SoK: Trust-Authorization Mismatch in LLM Agent Interactions
Guanquan Shi, Haohua Du, Zhiqiang Wang, Xiaoyu Liang, Weiwenpei Liu, Song Bian, Zhenyu Guan
TL;DR
The paper addresses security in autonomous LLM agents by proposing a unifying Trust-Authorization Mismatch framework. It introduces the Belief-Intention-Permission (B-I-P) model and a Trust-Authorization Matrix to analyze how corrupted beliefs can lead to unsafe actions when permissions are not provenance-aware. It systematizes threats along the B-I-P chain and maps existing attacks and defenses to four stages, advocating chain-breaking defenses such as belief-aware dynamic authorization and taint-tracking, complemented by auditable security logs. It also argues that emphasis should shift from perfect belief integrity to robust permission controls and post-hoc accountability to enable verifiable and secure agent systems in practice.
Abstract
Large Language Models (LLMs) are rapidly evolving into autonomous agents capable of interacting with the external world, significantly expanding their capabilities through standardized interaction protocols. However, this paradigm revives the classic cybersecurity challenges of agency and authorization in a novel and volatile context.
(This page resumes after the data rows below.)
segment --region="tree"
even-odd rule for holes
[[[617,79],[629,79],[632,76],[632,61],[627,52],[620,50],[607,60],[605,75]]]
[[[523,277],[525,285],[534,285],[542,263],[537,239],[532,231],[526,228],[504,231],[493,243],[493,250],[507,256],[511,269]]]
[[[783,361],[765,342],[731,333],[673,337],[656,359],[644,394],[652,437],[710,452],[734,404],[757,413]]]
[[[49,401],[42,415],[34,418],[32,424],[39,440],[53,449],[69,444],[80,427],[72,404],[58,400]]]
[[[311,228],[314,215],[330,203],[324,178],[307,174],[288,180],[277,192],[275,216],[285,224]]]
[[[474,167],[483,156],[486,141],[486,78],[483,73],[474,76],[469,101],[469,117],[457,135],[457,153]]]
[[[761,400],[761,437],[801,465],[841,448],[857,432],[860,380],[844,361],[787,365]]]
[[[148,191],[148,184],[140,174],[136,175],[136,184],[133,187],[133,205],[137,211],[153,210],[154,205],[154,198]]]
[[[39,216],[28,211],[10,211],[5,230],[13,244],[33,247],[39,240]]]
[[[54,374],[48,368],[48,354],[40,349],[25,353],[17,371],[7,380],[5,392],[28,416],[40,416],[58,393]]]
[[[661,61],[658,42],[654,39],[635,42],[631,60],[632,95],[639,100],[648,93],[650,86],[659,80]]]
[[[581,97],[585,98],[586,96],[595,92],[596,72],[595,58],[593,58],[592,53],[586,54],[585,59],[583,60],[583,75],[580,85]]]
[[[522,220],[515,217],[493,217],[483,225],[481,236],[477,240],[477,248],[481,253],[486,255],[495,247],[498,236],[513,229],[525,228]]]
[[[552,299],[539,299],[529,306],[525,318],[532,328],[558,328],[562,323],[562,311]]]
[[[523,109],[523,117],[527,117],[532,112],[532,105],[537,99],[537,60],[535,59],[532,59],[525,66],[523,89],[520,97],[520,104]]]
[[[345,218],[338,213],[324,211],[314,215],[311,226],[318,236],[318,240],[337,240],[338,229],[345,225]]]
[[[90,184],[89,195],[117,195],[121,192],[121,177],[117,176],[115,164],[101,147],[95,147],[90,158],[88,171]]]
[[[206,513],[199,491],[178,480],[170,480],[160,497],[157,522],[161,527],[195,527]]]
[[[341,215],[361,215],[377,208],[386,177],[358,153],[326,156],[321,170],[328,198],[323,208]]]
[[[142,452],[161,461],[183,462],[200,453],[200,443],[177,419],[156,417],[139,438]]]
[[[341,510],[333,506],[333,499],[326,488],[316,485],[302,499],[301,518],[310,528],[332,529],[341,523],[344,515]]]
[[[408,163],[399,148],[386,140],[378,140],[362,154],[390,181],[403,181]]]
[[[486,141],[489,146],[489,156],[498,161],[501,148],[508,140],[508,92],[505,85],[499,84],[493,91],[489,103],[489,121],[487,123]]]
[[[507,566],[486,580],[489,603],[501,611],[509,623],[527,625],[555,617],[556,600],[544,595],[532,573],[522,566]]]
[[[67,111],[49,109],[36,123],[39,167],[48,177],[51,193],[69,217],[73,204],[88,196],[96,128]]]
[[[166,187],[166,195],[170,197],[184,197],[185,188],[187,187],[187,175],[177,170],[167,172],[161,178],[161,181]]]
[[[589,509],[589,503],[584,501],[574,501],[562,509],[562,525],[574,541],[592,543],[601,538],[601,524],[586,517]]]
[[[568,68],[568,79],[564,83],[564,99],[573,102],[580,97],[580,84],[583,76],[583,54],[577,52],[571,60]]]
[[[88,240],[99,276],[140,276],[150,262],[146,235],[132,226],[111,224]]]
As decision-making shifts from deterministic code logic to probabilistic inference driven by natural language, traditional security mechanisms designed for deterministic behavior fail. It is fundamentally challenging to establish trust for unpredictable AI agents and to enforce the Principle of Least Privilege (PoLP) when instructions are ambiguous. Despite the escalating threat landscape, the academic community's understanding of this emerging domain remains fragmented, lacking a systematic framework to analyze its root causes. This paper provides a unifying formal lens for agent-interaction security. We observed that most security threats in this domain stem from a fundamental mismatch between trust evaluation and authorization policies. We introduce a novel risk analysis model centered on this trust-authorization gap. Using this model as a unifying lens, we survey and classify the implementation paths of existing, often seemingly isolated, attacks and defenses. This new framework not only unifies the field but also allows us to identify critical research gaps. Finally, we leverage our analysis to suggest a systematic research direction toward building robust, trusted agents and dynamic authorization mechanisms.